The Hook slowed, and eased into the graveled parking lot. It was 4
A.M.
, but the lot was almost full. Billingsley had been right about the place being a lure for the young rich. A number of convertibles,
most of them new and expensive, could be seen.

They got out of the Cord, and Lockwood looked down at his clothes. Brooks Brothers stitched together a good, sturdy suit,
but it would be unreasonable to expect anything to stand up to what he’d just put it through. A button was gone on the jacket,
and a pocket was ripped. There was mud all over the jacket and pants, and there was a hole in the knee of the trousers.
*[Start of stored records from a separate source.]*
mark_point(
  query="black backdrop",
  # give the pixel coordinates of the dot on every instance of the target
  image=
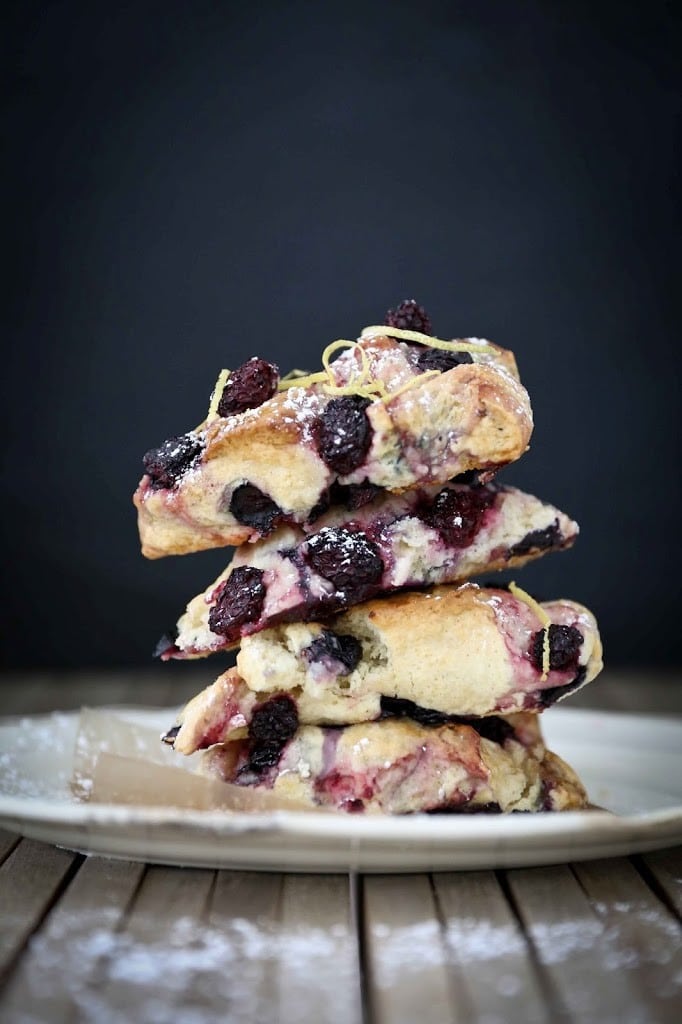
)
(188, 184)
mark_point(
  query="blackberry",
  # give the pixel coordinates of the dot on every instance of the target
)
(272, 725)
(409, 316)
(343, 434)
(564, 647)
(241, 600)
(166, 644)
(253, 508)
(438, 358)
(166, 464)
(493, 727)
(538, 540)
(401, 708)
(458, 514)
(249, 386)
(169, 736)
(489, 808)
(348, 560)
(341, 647)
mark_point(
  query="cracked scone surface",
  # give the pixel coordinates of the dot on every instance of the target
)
(474, 416)
(460, 650)
(401, 767)
(421, 538)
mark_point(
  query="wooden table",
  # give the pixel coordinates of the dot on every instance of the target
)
(96, 940)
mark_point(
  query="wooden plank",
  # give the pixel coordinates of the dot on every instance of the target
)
(406, 955)
(168, 900)
(57, 979)
(582, 962)
(317, 968)
(7, 843)
(30, 878)
(665, 867)
(155, 969)
(643, 934)
(492, 967)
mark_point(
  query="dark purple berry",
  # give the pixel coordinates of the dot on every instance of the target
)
(470, 477)
(167, 463)
(458, 514)
(438, 358)
(493, 728)
(565, 644)
(409, 316)
(551, 694)
(249, 386)
(350, 561)
(272, 725)
(343, 433)
(252, 508)
(491, 808)
(240, 601)
(341, 647)
(539, 540)
(401, 708)
(353, 496)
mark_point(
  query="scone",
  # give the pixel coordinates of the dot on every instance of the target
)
(450, 654)
(396, 410)
(371, 545)
(398, 766)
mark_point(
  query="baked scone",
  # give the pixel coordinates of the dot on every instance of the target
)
(398, 766)
(451, 653)
(396, 410)
(461, 650)
(350, 554)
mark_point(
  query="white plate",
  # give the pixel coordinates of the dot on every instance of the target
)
(632, 765)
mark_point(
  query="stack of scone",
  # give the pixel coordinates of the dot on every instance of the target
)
(372, 676)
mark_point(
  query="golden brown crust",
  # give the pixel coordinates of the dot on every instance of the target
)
(472, 416)
(460, 650)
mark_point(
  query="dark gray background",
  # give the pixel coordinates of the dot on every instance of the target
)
(189, 184)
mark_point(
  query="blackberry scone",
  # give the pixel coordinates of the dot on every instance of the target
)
(448, 654)
(397, 409)
(399, 766)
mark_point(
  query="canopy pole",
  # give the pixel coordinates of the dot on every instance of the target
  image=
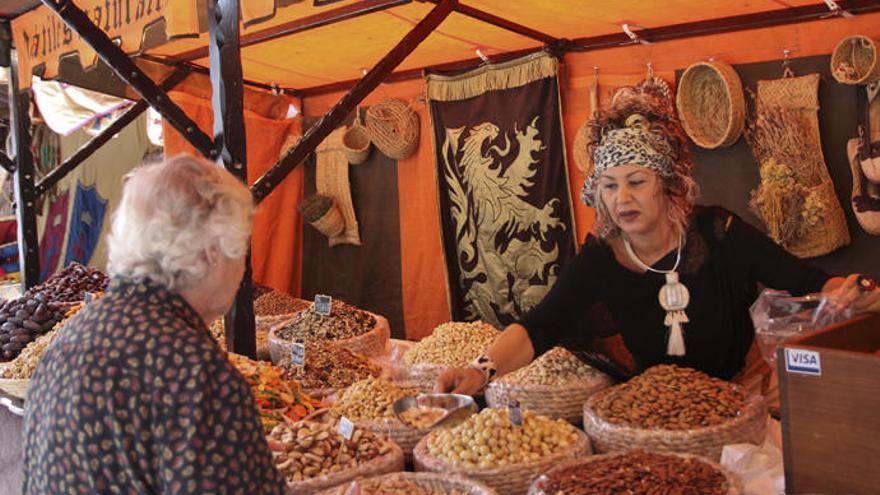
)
(23, 178)
(88, 149)
(126, 69)
(231, 146)
(313, 137)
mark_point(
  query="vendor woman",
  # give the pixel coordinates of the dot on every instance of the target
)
(678, 279)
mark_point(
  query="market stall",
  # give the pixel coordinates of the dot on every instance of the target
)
(331, 129)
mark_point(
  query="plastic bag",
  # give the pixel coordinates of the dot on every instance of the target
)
(779, 317)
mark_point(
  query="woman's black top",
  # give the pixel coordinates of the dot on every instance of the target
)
(723, 261)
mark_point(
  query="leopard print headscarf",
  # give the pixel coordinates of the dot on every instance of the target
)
(631, 145)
Lockwood
brushed his hands over his clothes, doing the best he could do with them. “I’m not exactly presentable,” he told Raff. “Better
you go in ahead of me, so that I’m obscured a bit.” Raff nodded, more than eager to return to Lock-wood’s good graces.

The man at the door was wearing a tuxedo; otherwise he’d have given a good imitation of a guy playing tackle for Notre Dame.
He was a big one, and from the look of his face, he’d been hired as a bouncer as well as maitre d’, his nose broken, one ear
cauliflowered. “Good evening, gentlemen. Bar or a table?” he asked.

“Table,” Lockwood said, figuring it’d hide most of the sartorial damage. A thought struck him. “Have you been here before?”
he asked Raff.

“Hardly. Crowd a little too young for me,” Raff replied, and they both surveyed the men and women in their late teens who
filled most of the tables in the place, exuberantly noisy. Money seemed to shine from them.